Entregue ao Congresso em agosto de 2021, a PEC 32 segue parada pela falta de interesse do próprio governo em trabalhar pela sua aprovação. “Eu procurei ao máximo fazer com que os elementos expressos na reforma fossem de Estado, não de governo. Trabalhei muito junto a parlamentares”, diz o relator Maia. “Durante todo o processo, apesar de muito apoio do Ministério da Economia, houve resistência do Palácio do Planalto, o que dificultou os trâmites”, afirma. Recentemente, o presidente chegou a demonstrar interesse pelo assunto em conversas com o ministro Paulo Guedes. O problema é que a janela de oportunidade para a aprovação está praticamente fechada. Nas conversas internas do Ministério da Economia, é dado como certo que a matéria não terá vez em ano eleitoral. O próprio Bolsonaro já admite abertamente que não conseguirá dar vazão à proposta, e na última semana declarou que, durante os seus sete mandatos como deputado federal, percebeu que nas proximidades dos pleitos as negociações com o Congresso deixam de existir.
A leitura de deputados é de que a atual gestão realmente entregou os pontos no que diz respeito à reforma do Estado. Trata-se de um assunto de condução complexa, que implica inevitavelmente embates e desgastes com os servidores ao afrontar o corporativismo. “O governo não tem se dedicado ao tema como a matéria mereceria. De fato, fazer uma reestruturação organizacional não é fácil. Mexe com setores que são bastante organizados e requer uma dedicação plena de todas as frentes, especialmente do governo federal”, diz o deputado Alex Manente (Cidadania-SP). A mesma sensação é a de economistas que acompanham o tema. “Minhas expectativas em relação à aprovação de reformas neste governo são muito baixas.
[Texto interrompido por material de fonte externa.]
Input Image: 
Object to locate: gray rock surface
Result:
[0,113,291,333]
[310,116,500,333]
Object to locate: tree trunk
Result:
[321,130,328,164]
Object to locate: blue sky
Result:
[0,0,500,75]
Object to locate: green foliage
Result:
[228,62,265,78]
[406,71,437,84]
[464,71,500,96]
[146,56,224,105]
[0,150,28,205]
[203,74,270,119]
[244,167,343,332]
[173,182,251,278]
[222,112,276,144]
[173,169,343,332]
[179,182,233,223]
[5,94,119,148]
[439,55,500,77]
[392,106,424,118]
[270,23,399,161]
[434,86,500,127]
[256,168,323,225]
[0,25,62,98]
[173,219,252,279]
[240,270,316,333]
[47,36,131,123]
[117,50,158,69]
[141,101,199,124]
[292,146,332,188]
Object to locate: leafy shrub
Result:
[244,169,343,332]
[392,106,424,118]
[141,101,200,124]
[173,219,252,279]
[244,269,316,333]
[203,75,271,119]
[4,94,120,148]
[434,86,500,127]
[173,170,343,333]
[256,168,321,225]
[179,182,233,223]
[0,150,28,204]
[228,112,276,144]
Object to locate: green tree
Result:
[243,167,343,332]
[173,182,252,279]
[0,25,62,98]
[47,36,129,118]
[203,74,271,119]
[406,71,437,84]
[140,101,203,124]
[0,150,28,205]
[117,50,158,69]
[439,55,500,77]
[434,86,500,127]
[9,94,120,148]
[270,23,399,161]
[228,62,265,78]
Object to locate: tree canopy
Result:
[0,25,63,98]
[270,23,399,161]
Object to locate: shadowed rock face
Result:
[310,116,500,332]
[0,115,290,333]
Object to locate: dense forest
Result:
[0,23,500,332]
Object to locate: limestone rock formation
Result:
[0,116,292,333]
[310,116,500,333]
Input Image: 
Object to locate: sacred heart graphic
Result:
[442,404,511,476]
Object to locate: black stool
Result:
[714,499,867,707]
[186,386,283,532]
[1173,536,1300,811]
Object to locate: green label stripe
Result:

A agenda econômica que elegeu Bolsonaro está morta”, afirma a economista Ana Carla Abrão, responsável pelo desenho de uma proposta de reforma do Estado ao lado do ex-presidente do Banco Central Armínio Fraga e do jurista Carlos Ari Sundfeld.
Como demonstra a crise provocada pelo aumento dos policiais, o país chegou ao limite orçamentário, quando nem novos reajustes de salários, nem investimentos podem ser feitos. “É necessário frear o crescimento dos gastos obrigatórios, para abrir espaço fiscal e um uso melhor dos recursos. O investimento no setor público foi sendo zerado, para permitir que os gastos obrigatórios com o funcionalismo continuassem a crescer”, afirma Ilan Goldfajn, ex-presidente do Banco Central. Por três anos, Bolsonaro procrastinou medidas que poderiam evitar essa situação. Agora a conta chegou.